Donald Anthony Young had a zest for the finer things in life, including a $1.9 million home in Palm Beach, Fla., and a horse farm and home in Coatesville maintained by a staff and personal chef.

Donald Anthony Young had a zest for the finer things in life, including a $1.9 million home in Palm Beach, Fla., and a horse farm and home in Coatesville maintained by a staff and personal chef.

As authorities tell it, Young, 38, of Palm Beach, was living this lavish lifestyle with other people's money.

A federal grand jury yesterday charged Young with mail fraud and money laundering in connection with running a $26 million Ponzi scheme from November 1999 to April 2009.

During that time, Young operated an investment-advisory business in Kennett Square and obtained about $96 million from investors, authorities alleged.

The indictment charged that Young promised to invest clients' money in blue-chip, large-cap companies, but instead diverted more than $26 million for his own use.

In addition to residences in Palm Beach and Coatesville, Young also maintained a home in Northeast Harbor, Maine.

Authorities said that Young and his investment-fund accountants got monthly statements listing deposits and disbursements from the account, but clients did not.

Instead, Young made up bogus quarterly statements for investors that accountants never saw.
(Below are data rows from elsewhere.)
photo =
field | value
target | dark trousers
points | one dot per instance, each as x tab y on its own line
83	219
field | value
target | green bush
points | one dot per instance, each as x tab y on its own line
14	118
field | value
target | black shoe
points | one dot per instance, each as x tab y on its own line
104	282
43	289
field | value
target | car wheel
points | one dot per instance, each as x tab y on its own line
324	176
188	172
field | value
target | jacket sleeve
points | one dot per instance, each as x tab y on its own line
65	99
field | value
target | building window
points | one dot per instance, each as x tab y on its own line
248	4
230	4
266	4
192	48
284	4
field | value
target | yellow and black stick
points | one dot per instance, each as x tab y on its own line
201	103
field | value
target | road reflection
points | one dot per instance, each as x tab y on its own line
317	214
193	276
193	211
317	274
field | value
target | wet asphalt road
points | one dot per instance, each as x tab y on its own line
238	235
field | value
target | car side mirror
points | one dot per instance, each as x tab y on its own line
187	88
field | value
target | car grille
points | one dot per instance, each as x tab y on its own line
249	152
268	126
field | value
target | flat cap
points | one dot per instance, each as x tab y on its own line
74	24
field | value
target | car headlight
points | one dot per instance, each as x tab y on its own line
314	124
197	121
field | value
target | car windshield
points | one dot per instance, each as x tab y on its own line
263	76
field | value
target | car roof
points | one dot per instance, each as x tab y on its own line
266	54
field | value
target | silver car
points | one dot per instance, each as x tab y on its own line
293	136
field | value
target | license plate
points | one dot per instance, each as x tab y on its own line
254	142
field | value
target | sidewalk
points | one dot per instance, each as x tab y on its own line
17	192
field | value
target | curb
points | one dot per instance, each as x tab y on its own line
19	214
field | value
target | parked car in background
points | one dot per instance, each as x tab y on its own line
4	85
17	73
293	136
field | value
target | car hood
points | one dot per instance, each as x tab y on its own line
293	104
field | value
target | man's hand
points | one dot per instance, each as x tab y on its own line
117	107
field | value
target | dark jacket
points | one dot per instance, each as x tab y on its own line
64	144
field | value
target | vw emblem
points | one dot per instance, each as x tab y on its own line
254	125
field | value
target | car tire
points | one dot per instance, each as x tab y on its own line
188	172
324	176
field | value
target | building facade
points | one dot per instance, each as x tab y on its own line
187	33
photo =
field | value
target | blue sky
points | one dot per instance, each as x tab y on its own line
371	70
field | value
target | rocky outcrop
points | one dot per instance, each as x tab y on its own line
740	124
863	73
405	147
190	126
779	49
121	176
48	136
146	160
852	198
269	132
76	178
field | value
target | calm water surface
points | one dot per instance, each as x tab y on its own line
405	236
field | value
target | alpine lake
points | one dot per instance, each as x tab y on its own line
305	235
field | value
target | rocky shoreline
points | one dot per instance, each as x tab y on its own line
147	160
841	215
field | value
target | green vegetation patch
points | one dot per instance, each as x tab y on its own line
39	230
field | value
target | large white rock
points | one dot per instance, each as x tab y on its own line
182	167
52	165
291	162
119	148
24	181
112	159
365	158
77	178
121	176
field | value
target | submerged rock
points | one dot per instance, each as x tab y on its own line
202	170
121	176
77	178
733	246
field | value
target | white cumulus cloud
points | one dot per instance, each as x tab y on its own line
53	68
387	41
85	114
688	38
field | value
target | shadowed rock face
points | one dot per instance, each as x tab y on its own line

The statements showed inflated fund balances but didn't reflect that Young had transferred investors' funds to his own accounts, according to authorities.

He then mailed or faxed the bogus quarterly statements to investors, the indictment said.

Authorities said that Young told his accountants to refer all investor inquiries to him.

Young kept his Ponzi scheme rolling by paying investors who sought to cash out their investments by liquidating other investors' contributions and did not tell them, the indictment charged.

The charging papers said that after Young had spent millions of investor funds for his personal benefit, the fund's balance tanked and Young ginned up phony statements to submit to a broker servicing his investment account.

The fake statements showed that Young had $23 million in two other investment accounts.

In addition to his homes, authorities said, Young spent his investors' funds on golf and country clubs, cars, boats, antiques, fine art, jewelry, a sauna and part ownership in a jet.

By January 2009, the Securities & Exchange Commission began investigating Young's activities. The indictment said that Young "attempted to thwart" the probe by first refusing to supply investigators with documents and later by submitting misleading and incomplete documentation.

The SEC subsequently filed a civil suit against Young in federal court last April, and a federal judge appointed a receiver to liquidate his assets. Assistant U.S. Attorney Paul Gray said that about $9 million had been recovered for investors.

Young is expected to appear before a federal magistrate this morning. His attorney, federal defender James McHugh, could not be reached for comment. If convicted of all charges, Young could face 10 to 15 years behind bars.